8.13. General purpose statistical tests using cogent3
#
The following are a subset statistical tests available within cogent3
organised by analysis problem.
8.13.1. Analyses of categorical data#
This involves contrasting counts data against the expectation defined either by another data set or by a prior null hypothesis. The analysis of categorical data is provided by the CategoryCounts
object.
Note
The methods on CategoryCounts
also support estimating the \(p\)-value using a resampling statistic.
8.13.1.1. Goodness-of-fit tests#
This type of test compares counts against expected values specified via a prior hypothesis. Here I’ll analyse nucleotide counts data, testing the null hypothesis that all bases occur with equal frequency.

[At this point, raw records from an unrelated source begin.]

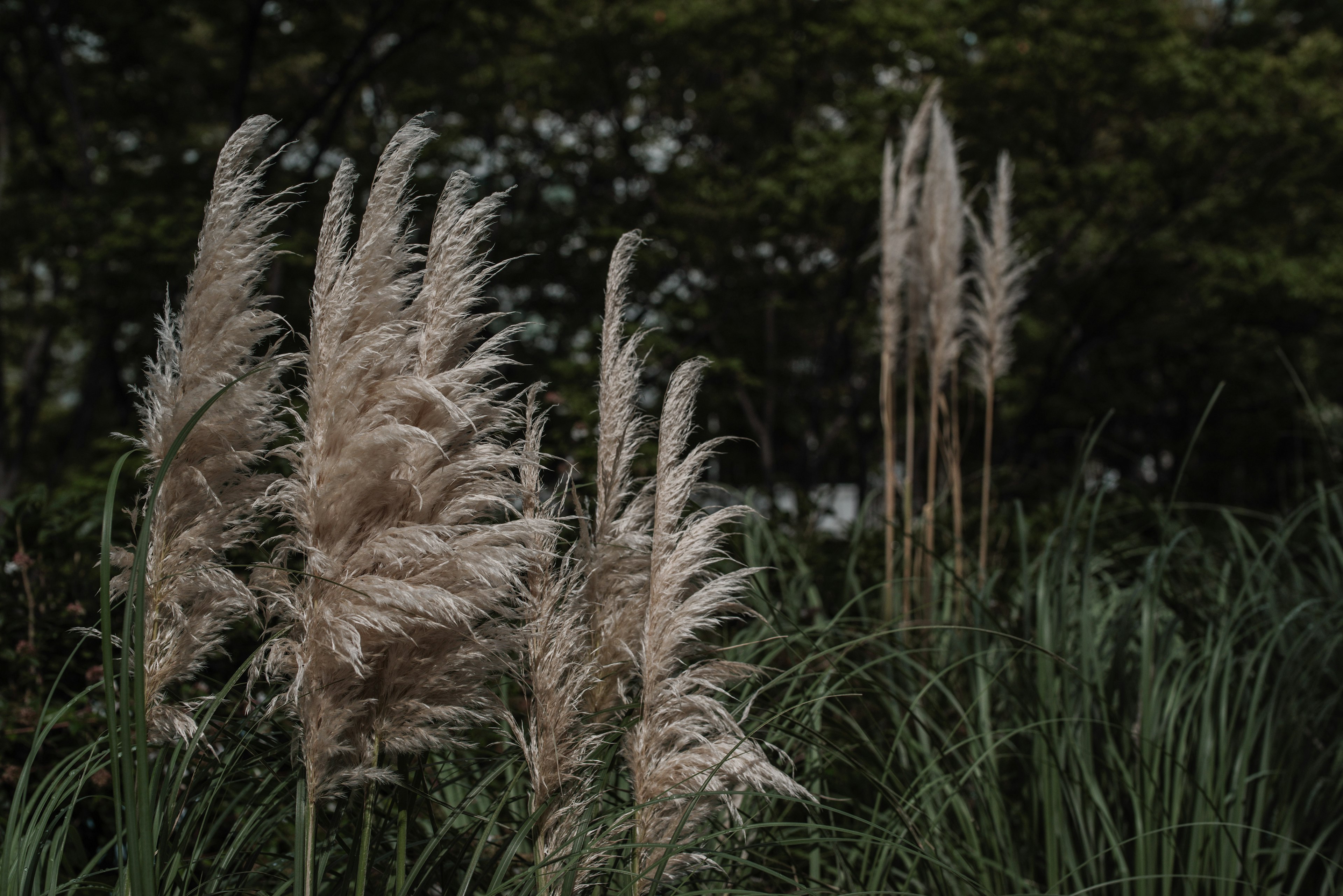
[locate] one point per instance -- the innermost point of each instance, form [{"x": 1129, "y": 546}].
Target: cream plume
[
  {"x": 559, "y": 671},
  {"x": 942, "y": 238},
  {"x": 205, "y": 506},
  {"x": 1000, "y": 274},
  {"x": 399, "y": 499},
  {"x": 618, "y": 555},
  {"x": 898, "y": 209},
  {"x": 687, "y": 751}
]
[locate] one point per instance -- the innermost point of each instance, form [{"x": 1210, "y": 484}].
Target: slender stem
[
  {"x": 911, "y": 357},
  {"x": 303, "y": 840},
  {"x": 888, "y": 430},
  {"x": 403, "y": 810},
  {"x": 986, "y": 481},
  {"x": 958, "y": 511},
  {"x": 366, "y": 831},
  {"x": 931, "y": 488}
]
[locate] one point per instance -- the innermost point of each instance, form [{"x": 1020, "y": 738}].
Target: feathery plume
[
  {"x": 561, "y": 669},
  {"x": 620, "y": 539},
  {"x": 898, "y": 206},
  {"x": 1000, "y": 274},
  {"x": 940, "y": 237},
  {"x": 399, "y": 497},
  {"x": 205, "y": 506},
  {"x": 687, "y": 753}
]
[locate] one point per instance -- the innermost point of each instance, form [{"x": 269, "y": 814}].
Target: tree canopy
[{"x": 1178, "y": 177}]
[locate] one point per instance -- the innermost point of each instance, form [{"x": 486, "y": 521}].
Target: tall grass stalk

from cogent3.maths.stats.contingency import CategoryCounts
counts = CategoryCounts({"A": 887, "C": 547, "G": 623, "T": 535})
counts
A | C | G | T | |
---|---|---|---|---|
Observed | 887.00 | 547.00 | 623.00 | 535.00 |
Expected | 648.00 | 648.00 | 648.00 | 648.00 |
Residuals | 9.39 | -3.97 | -0.98 | -4.44 |
You can see that the object displays the observed (what we provided), expected values (all categories equally frequent), and the standardised residuals [1]. Residuals help you interpret where the observed data depart most strongly from the expected values. In this case, the largest absolute value is for the base A
. That the residual is positive indicates the observed data has an excess of this base compared to expected (a negative residual indicates a deficit).
CategoryCounts
provides several different methods for analysis of categorical data. In this case, we could use either the G_fit()
[2] or chisq_test()
.
G-tests are a likelihood ratio tests and the G statistic is sometimes referred to as G\(^2\).
result = counts.G_fit()
result
G | df | pvalue |
---|---|---|
117.487 | 3 | 2.68e-25 |
A | C | G | T | |
---|---|---|---|---|
Observed | 887.00 | 547.00 | 623.00 | 535.00 |
Expected | 648.00 | 648.00 | 648.00 | 648.00 |
Residuals | 9.39 | -3.97 | -0.98 | -4.44 |
The statistic, degrees of freedom and associated \(p\)-value are all accessible as attributes on the result
object.
result.pvalue
2.6826158015006287e-25
8.13.1.2. Tests of independence#
We can also get to this result via specifying the rows as a list of lists. In doing this, we must add the row label to each row.
rows = [["A", 887, 535],
["G", 623, 547]]
We can then create a table from this, by specifying the column header and (importantly) indicating which column corresponds to the row index.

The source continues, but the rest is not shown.